Mr. Justice Frankfurter’s opinion states that the cases might be held for the limitation proceeding were it not that Congress intended that proceeding to be, in addition to a concursus of all claims against the owner *426and charterer, the exclusive forum for litigating all liability resulting from the accident. This is certainly not an unreasonable position. To be sure, some of the arguments for a concursus of claims against the owner or charterer would be applicable to claims against the insurer. But I do not think the arguments for such a holding are so persuasive, and the case for an opposite conclusion so feeble, that we should proceed at this juncture to invalidate a state law. It is also reasonable to read the Limited Liability Act as aimed at protecting only owners and charterers. The statute does not speak of suits against insurers. And when the Admiralty Rules were adopted we were concerned solely with the problems of the owner and charterer. For example, the limitation court is empowered to enjoin suits in other courts arising out of the accident only if the suits are against the owner, charterer or vessel; no mention was made of enjoining suits against any other party, e. g., insurance companies.

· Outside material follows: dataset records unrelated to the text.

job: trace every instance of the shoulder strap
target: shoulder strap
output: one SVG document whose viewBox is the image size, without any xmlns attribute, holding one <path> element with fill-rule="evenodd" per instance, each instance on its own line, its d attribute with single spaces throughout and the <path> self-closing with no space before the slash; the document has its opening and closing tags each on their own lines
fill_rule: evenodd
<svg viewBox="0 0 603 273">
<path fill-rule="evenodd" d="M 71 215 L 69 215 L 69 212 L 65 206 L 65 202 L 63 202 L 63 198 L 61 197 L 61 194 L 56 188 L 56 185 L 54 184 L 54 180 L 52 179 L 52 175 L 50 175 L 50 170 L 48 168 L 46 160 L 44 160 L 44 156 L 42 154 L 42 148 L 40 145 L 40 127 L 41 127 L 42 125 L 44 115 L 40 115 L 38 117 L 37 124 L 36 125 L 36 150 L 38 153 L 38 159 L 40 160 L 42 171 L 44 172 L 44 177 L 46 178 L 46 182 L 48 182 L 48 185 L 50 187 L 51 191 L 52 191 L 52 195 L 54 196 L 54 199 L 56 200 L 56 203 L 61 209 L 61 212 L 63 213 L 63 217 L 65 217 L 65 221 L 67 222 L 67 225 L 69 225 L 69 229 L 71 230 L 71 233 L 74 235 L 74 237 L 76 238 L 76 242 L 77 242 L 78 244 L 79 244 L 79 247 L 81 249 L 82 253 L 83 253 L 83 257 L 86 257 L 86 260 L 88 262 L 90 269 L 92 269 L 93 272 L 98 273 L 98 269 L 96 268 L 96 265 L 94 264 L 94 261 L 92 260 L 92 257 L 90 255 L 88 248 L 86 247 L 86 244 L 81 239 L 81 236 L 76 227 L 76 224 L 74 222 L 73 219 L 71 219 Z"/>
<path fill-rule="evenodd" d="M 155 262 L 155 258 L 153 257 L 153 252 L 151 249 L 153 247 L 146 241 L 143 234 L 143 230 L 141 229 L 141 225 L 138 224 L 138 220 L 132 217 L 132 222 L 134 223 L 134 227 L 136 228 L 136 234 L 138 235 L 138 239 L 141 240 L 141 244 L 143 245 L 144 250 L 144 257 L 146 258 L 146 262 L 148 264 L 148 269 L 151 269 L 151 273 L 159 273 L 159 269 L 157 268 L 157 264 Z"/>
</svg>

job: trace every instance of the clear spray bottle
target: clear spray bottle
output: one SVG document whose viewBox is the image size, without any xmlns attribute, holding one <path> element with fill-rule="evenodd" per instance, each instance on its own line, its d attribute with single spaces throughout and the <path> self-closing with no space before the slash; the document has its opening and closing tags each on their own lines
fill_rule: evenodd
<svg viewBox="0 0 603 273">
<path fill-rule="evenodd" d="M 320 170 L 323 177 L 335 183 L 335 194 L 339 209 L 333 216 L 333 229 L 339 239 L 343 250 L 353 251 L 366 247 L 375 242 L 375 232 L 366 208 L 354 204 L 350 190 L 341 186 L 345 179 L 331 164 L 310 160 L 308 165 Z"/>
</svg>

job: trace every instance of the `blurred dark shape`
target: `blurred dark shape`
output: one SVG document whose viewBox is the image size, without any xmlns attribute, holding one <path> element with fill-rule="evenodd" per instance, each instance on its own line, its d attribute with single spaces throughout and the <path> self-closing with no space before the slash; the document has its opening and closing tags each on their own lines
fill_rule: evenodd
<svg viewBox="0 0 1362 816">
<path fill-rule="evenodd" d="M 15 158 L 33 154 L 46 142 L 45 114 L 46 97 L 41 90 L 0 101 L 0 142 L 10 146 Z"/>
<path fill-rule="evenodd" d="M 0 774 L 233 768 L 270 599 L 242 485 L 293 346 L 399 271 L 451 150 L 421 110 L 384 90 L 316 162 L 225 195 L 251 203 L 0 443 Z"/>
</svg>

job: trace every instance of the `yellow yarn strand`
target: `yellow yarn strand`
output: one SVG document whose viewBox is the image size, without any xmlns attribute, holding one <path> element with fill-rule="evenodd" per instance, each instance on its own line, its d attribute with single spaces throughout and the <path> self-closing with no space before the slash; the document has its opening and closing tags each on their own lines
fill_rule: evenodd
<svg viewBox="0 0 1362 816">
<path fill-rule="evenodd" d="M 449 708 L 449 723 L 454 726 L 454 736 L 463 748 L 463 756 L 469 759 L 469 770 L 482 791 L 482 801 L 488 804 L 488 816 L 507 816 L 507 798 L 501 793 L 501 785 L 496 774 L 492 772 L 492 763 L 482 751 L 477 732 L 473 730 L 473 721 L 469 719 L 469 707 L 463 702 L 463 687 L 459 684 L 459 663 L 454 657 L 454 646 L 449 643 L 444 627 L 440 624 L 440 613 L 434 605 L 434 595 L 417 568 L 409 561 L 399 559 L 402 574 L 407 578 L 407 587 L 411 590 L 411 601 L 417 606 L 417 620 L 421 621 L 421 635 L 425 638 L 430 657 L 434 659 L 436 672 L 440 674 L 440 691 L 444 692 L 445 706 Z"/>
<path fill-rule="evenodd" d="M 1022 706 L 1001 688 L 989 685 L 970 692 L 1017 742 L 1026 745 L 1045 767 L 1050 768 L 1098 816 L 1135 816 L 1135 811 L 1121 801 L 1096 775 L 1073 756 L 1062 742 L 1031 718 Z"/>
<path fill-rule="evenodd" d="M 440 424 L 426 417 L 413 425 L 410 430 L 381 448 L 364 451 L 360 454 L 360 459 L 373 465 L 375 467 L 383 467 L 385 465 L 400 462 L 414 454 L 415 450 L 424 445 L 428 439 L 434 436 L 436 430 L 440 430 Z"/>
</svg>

See Rule 51. In sum, we must read between the lines in interpreting the Act regardless of how we hold. When the issue is so close, I would resolve it in favor of upholding rather than invalidating a state statute. We are not here confronted with a picture of lawsuits in twenty-odd states under twenty different state laws; if this be a valid argument against upholding the statute in another situation, it has no application in this case. The towboat Jane Smith, owned by a Louisiana resident, plied only Louisiana waters of the Atchafalaya River; the accident which befell the vessel occurred in Louisiana; all the parties save one resided in the state and both the limitation proceeding and the damage suits are pending in the same court before the same judge. Moreover, the damage claimants, perhaps secondary beneficiaries of the Limited Liability Act, are also the beneficiaries of a holding that the Limited Liability Act does *427not foreclose the possibility of direct actions by them subsequent to the limitation proceeding.
For these reasons, I would direct the District Court to first conclude the limitation proceeding, after which the liability, if any, of the petitioners on their policies in the direct actions could be determined.

 The business practice of purchasing marine protection and indemnity insurance, the type primarily involved here, to protect the shipowner against this contingency has long been recognized. See testimony of Ira A. Campbell for American Steamship Owners’ Association, at Hearings before House Committee on Merchant Marine and Fisheries on H. R. 4550, 74th Cong., 1st Sess. 91, 125, 131.

 Of course, if the ship is a total loss, and assuming no privity or knowledge, the owner’s liability would be nothing under the federal Act. All the insurance would then be available to claimants in the direct actions, if liability is present under Louisiana law.